Written by Kelly Klund, LPN
Resource Nurse, Empira

I am blessed with a loving, big, fun, boisterous family. The kind of family that is too loud, uses colorful language, picks on each other mercilessly and ends every visit and phone call with the word LOVE.  We shortened the more common phrase I love you. Why use three words when one will do?  My Uncle Harry started that.

Harry is responsible for a lot of things in our family like our love of agate hunting and the outrageous card games we play every holiday.  He is our patriarch (even though we have never used that word). When we are having a get together the first thing anyone asks is “What time is Harry coming?”

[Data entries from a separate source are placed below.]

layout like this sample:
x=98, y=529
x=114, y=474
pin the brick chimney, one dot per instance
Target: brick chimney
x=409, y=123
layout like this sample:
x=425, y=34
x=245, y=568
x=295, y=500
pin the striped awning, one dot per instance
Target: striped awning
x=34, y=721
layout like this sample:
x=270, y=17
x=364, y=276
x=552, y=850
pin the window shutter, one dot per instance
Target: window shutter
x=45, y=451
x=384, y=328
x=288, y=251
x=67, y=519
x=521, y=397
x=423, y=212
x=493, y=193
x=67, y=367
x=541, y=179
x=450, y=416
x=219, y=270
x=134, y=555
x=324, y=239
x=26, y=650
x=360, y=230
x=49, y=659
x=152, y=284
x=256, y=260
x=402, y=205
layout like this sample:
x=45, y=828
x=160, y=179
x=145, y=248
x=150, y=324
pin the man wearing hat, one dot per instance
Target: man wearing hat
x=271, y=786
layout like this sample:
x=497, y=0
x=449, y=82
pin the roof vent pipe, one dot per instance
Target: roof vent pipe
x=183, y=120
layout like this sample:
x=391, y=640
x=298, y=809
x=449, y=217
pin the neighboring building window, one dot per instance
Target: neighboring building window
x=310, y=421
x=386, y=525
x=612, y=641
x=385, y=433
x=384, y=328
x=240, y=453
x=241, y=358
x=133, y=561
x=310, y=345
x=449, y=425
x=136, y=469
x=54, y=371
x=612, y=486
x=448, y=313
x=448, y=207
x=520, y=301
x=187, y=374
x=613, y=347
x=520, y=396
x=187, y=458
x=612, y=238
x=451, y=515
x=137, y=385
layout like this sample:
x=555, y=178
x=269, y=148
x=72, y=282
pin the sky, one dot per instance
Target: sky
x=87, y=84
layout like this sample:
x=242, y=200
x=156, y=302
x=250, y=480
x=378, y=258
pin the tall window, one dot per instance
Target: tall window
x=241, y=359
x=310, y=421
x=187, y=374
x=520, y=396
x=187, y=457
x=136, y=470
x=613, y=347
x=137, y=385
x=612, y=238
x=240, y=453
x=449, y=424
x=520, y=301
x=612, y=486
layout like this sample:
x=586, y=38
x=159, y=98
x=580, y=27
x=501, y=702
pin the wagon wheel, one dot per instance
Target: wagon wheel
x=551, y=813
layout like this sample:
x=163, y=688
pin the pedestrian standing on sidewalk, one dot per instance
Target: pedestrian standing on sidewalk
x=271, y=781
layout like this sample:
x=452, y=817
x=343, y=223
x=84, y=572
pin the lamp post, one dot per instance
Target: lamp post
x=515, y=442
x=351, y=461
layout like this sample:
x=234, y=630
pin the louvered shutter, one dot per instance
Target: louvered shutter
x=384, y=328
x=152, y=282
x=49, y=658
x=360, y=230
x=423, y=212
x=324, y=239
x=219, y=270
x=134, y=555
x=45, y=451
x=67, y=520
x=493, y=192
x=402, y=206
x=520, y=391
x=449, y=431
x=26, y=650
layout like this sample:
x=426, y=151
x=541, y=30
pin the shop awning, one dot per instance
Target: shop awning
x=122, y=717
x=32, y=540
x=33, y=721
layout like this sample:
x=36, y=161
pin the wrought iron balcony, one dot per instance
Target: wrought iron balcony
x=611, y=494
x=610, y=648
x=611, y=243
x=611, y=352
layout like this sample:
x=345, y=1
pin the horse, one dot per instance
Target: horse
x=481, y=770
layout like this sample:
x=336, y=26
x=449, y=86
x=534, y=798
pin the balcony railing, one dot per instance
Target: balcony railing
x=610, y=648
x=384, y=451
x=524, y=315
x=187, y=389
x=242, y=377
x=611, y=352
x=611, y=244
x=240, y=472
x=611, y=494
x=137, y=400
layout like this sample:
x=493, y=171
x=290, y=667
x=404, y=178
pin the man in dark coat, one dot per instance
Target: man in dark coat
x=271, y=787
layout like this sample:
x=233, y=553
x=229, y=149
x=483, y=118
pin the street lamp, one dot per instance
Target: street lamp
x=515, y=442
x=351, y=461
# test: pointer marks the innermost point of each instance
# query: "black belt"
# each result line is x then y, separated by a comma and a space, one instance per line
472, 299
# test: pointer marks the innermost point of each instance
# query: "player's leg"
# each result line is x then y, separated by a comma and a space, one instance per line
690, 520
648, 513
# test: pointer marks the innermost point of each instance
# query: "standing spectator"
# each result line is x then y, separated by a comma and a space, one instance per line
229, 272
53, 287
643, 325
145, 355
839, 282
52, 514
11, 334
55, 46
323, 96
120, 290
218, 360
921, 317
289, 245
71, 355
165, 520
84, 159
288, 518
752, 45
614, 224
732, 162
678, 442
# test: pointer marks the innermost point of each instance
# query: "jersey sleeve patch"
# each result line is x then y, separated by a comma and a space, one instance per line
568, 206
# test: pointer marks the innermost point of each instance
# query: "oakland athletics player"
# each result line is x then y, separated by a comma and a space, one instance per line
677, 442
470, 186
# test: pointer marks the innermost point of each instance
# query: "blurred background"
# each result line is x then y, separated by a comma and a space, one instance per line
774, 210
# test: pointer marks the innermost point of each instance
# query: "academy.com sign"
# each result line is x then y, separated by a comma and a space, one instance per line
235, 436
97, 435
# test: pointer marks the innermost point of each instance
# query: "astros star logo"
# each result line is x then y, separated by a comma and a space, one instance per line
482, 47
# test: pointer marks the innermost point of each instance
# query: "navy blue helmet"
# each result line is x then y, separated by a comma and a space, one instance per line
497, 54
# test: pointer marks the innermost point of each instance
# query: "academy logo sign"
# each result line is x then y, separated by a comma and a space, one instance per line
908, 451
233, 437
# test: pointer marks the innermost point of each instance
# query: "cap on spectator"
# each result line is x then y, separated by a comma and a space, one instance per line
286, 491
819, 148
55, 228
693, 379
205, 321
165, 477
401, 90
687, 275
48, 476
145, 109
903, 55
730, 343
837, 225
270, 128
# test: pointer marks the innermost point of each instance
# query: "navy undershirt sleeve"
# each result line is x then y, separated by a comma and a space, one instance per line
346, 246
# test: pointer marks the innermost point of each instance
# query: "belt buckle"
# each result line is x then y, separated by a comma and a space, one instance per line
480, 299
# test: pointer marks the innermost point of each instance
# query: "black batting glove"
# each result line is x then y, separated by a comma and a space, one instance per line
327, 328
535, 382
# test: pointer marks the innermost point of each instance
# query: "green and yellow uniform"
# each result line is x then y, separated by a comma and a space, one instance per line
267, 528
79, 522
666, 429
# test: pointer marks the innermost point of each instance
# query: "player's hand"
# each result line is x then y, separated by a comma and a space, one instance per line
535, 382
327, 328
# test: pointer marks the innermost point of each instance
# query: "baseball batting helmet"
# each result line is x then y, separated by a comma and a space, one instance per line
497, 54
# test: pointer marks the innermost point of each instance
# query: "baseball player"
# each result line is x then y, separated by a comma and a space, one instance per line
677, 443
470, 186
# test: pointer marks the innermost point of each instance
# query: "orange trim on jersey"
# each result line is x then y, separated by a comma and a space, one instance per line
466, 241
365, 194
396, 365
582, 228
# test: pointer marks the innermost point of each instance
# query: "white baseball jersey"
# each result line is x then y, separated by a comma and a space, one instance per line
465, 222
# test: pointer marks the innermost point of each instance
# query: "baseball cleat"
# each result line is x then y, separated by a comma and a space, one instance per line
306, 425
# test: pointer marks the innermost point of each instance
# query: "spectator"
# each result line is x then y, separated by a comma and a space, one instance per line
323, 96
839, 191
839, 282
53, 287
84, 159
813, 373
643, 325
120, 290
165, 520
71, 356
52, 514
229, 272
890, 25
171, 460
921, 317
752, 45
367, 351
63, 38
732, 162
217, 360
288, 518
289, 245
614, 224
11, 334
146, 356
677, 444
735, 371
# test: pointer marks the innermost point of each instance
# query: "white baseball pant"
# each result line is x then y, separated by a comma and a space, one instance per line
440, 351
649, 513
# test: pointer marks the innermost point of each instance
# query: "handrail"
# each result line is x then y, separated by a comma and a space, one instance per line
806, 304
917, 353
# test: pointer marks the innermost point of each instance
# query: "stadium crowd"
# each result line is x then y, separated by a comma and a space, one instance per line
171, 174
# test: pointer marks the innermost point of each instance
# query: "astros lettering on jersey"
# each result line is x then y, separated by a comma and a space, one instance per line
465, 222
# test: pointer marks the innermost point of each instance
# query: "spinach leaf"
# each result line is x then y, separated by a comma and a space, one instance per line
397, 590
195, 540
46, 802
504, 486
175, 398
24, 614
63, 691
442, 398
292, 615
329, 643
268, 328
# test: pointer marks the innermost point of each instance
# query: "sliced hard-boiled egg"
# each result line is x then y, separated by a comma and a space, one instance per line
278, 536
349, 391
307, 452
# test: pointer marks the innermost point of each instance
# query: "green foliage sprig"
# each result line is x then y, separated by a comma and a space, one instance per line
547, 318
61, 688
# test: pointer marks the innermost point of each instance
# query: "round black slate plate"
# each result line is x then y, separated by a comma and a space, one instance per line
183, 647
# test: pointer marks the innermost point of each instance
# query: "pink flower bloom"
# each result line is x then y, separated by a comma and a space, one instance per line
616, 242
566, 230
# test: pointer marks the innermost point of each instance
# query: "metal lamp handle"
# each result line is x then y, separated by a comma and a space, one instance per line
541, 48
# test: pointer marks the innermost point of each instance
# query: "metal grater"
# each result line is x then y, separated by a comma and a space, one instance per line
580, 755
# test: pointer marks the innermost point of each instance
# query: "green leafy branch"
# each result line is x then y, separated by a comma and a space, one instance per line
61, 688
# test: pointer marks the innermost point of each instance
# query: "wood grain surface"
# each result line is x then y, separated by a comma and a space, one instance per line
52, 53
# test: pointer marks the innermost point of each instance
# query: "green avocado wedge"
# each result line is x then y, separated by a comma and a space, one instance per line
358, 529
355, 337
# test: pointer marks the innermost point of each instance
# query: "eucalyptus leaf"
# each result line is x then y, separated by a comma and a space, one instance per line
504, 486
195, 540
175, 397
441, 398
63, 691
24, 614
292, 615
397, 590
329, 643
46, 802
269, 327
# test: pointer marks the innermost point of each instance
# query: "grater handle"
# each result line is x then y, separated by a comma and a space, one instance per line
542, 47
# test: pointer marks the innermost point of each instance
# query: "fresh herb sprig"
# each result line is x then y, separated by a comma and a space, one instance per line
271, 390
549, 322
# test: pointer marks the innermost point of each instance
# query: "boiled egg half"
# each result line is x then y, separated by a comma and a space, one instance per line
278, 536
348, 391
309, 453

I grew up without a father. Harry is not just my uncle but also my father figure, friend and feels like a brother to me. He has been my go-to for all things male and he even walked me down the aisle at my wedding.

One of his favorite foods is pineapple upside down cake and I make it for him any time he asks. I don’t know if he loves it as much as I think he does, but he lets me believe that my pineapple upside down cake is the best thing ever made. Pineapple-post.png

Oh, and another thing about Harry…he is dying. Not dying in the way we are all dying, he is actively dying.  He is at the end of a courageous battle with liver cancer.  He asked that we all gather together today, to have one final time together as a family. Knowing what the answer would be, I asked him if there was anything special he wanted me to bring. We made eye contact, his voice was weak and he said, “Pineapple upside down cake”. Through tears that I was trying my hardest not to let him see, I nodded yes.

According to Christopher Hall, grief can be defined as the response to the loss in all of its totality – including its physical, emotional, cognitive, behavioral and spiritual manifestations – and as a natural and normal reaction to loss.   Loss and grief are fundamental to human life.

Historically, we have understood grief as progressive and predictable.  A widely recognized example of this model is the work done by Kübler-Ross in her text “On death and dying” which provides the framework for five stages of grief:   (1) shock /denial; (2) anger, resentment /guilt; (3) bargaining; (4) depression; and (5) acceptance.  This model suggested that inability to move through any of these stages would result in a variety of complications.

“Beyond Kübler-Ross: recent developments in our understanding of grief and bereavement” shifts away from the idea that successful grieving requires ‘letting go’, and instead moves us towards a recognition of the potentially healthy role of maintaining continued bonds with those who have passed away.

It is said that grief is the price we pay for love.  If that is true, I will happily “pay my bill”  every time I make  a Pineapple upside down cake and remember the gifts of my Uncle Harry’s infectious laugh, his generous spirit and the lessons he selflessly taught our family.

As you think about a loved one who is no longer living, instead of letting go, is there a way that you can express your grief by maintaining a bond?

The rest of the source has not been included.